Maybe the cricket is too big for the mantis. I can't tell the mantids size compared to the cricket, but I only like to use feeders no more than 1/3 the mantids size. This way I feel more in control of the food intake. Also, make sure to spot check and stop feeding if the membrane in between the bottom and top part of the abdomen becomes too apparent. Also, I personally wouldn't feed crickets, but it shouldn't be much of a problem.


----------



## MrGhostMantis (Aug 3, 2020)

They can get better sometimes, it's just these mantids aren't meant to always hang, they need to be upright too.


----------



## Alimama (Aug 3, 2020)

Good for you, MantisGirl, that you are still active and giving great advice. Thank you, too Mr. GhostMantis and MantisMart for your helpful replies!


----------



## FabioFabiatic (Aug 3, 2020)

MantisGirl13 said:


> I haven't seen this in any species other than Tenodera


I believe I have also seen it with Cat Eye mantises. 

Also @Alimama how often were they upside down? I imagine a possible cause for this condition is a combination of overfeeding and lack of are to stand upright.

You are more experienced than me, what do you think @MantisGirl13 ?


----------



## MantisGirl13 (Aug 4, 2020)

As I stated earlier, I'm not positive what causes it, but I'm fairly sure that it can be prevented by having the hanging area at the top of the cage on a bit of an angle, and by providing plenty of other sticks at different angles, not necessarily level. 
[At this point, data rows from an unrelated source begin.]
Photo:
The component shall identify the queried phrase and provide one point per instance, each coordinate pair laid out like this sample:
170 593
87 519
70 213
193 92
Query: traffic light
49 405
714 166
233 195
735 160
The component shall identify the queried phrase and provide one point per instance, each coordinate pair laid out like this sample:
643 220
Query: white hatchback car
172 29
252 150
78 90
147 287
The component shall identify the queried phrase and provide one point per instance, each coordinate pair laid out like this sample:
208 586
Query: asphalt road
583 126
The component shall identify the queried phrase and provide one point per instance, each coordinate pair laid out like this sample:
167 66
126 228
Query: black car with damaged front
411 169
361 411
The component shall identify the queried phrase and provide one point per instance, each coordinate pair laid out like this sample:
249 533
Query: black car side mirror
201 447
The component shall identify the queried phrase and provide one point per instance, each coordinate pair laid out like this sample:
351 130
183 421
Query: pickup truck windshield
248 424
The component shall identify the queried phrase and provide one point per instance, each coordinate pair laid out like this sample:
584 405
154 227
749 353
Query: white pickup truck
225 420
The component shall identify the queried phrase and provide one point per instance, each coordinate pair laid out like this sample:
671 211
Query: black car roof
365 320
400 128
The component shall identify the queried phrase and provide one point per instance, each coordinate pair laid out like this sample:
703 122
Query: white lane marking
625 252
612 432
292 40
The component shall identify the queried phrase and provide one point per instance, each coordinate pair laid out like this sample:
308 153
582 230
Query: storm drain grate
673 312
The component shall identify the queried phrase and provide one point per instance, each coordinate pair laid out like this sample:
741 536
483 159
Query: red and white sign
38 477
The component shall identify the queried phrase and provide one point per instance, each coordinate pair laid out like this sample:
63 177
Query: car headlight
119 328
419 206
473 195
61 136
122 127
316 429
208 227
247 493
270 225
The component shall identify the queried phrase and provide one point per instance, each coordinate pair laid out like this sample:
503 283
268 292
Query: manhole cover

There's not much of a way to save a mantis with this syndrome (although as MrGhostMantis pointed out it can resolve its self, but this is rarely the case) but there are possible ways to prevent it.

- MantisGirl13


----------



## Alimama (Aug 4, 2020)

Good for you, MantisGirl, that you are still active and giving great advice. Thank you, too Mr. GhostMantis and MantisMart for your helpful replies! Thanks


----------



## Alimama (Aug 4, 2020)

Thanks for the advice about the sticks. I will try that. I was also thinking of putting the cage at an angle. That might help. It is still very active and eating, etc. Actually I believe it was this way before its last molt.


----------



## hysteresis (Aug 4, 2020)

I still recommend free-ranging until next molt, @Alimama.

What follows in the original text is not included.